Among all journals listed in the 2010 JCR Science Edition, for example, 85% have self-citation rates of less than 15% (Testa 2012).

By the end of 2014 EJoF had been cited 45 times with 10 being self-citations (22.3%). This number of citations is not relevant compared to other journals review in this paper (Table 11).

4. Conclusion

It is easy to get lost in huge numbers and forget everything else. Large numbers of citations and WoS documents attract attention and admiration yet in many cases they do not show the full potential and impact of a researcher, researcher's area, institution or a country. Sometimes looking into the subject inside its own area or peers may paint a totally different picture. Smaller areas of research deserve also notification since they are analyzable.

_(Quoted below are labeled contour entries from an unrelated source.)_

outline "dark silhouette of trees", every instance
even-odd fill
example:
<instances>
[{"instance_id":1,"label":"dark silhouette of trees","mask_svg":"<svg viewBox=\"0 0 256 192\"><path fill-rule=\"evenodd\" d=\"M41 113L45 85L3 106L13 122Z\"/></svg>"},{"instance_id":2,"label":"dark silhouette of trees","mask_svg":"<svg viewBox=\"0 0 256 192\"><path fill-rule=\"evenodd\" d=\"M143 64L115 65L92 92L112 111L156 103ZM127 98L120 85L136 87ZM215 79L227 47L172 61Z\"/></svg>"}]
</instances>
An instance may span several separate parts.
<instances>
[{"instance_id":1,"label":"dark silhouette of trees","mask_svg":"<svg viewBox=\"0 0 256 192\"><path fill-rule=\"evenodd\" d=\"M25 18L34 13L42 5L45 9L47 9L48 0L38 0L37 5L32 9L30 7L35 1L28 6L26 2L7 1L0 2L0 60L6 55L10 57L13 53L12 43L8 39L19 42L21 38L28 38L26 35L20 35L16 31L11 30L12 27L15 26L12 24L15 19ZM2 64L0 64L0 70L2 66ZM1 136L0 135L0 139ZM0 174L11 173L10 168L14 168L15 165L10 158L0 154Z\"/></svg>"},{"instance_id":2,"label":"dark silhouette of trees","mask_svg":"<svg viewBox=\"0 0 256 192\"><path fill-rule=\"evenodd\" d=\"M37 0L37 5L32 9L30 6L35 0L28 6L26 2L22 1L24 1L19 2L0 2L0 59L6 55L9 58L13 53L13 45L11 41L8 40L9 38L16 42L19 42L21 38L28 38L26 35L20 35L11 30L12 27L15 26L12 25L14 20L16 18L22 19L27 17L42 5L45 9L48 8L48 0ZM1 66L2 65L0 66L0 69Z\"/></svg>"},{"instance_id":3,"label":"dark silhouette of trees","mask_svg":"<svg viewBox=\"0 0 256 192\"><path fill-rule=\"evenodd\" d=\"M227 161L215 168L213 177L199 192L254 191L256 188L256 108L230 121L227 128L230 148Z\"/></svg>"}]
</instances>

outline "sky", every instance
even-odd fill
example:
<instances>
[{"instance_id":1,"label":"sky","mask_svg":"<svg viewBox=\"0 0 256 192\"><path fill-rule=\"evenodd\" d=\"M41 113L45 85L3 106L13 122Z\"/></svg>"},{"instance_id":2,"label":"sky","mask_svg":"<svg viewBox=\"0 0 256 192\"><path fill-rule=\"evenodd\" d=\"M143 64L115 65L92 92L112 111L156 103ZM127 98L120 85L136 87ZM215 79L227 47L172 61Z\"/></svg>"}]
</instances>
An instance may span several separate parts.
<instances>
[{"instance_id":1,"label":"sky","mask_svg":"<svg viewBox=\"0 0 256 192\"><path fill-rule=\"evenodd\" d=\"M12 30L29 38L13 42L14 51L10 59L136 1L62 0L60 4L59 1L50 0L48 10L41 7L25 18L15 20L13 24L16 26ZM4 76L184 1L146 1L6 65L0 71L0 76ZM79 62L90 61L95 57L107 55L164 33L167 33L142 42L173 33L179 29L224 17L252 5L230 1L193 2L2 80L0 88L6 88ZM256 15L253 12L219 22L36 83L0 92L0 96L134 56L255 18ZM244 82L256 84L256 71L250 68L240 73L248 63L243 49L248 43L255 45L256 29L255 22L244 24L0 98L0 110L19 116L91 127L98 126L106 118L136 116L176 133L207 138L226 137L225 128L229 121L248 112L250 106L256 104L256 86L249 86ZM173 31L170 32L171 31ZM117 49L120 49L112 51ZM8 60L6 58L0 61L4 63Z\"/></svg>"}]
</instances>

Folklore in Estonia and in the world is microscopic amongst the wide specter of research areas and invisible by most of the popular indicators. Yet researchers are working and publishing and their papers have an impact on the area. History (Yalcin 2010, Behles 2014) and present have proven that bibliometrics can be used to measure the area of folklore and other areas in the field of arts and humanities.

This paper has answered the questions raised at the beginning. Estonian folklore researchers are very active compared to their neighbors and they are remarkably visible amongst other big research countries from all over the world. The impact of the works published in Estonia is also comparable to other countries. Considering its size, Estonia and its folklore researchers have had global level numbers in all indicators in the last five years. The Electronic Journal of Folklore has had the main role in bringing Estonia to this level. It publishes works from authors all over the world and receives citations from all over the world. Its impact is still small considering other journals in this paper but the rise to the place at the moment has been quick and if it continues on a mission to be more than a local journal there is no question that its impact will rise even more.

These results confirm that EJoF is becoming a leading influential journal in the area; they also suggest that EJoF has disproportionate strength in the area given its smaller size and recent rise to the A&HCI in comparison to other journals (Behles 2014).

Kalmer Lauk

University of Tartu

Address:

Kalmer Lauk

Office of Research and Development

University of Tartu

Lossi 3 - 319

51003 Tartu, Estona

E-mail: kalmer.lauk@ut.ee

Tel.: +372 737 6532

References

Aarne, A. and T. Stith (1928) Types of folktale: a classification and bibliography. (Folklore Fellows' Communications, 74.) Helsinki: Suomalainen Tiedeakatemia.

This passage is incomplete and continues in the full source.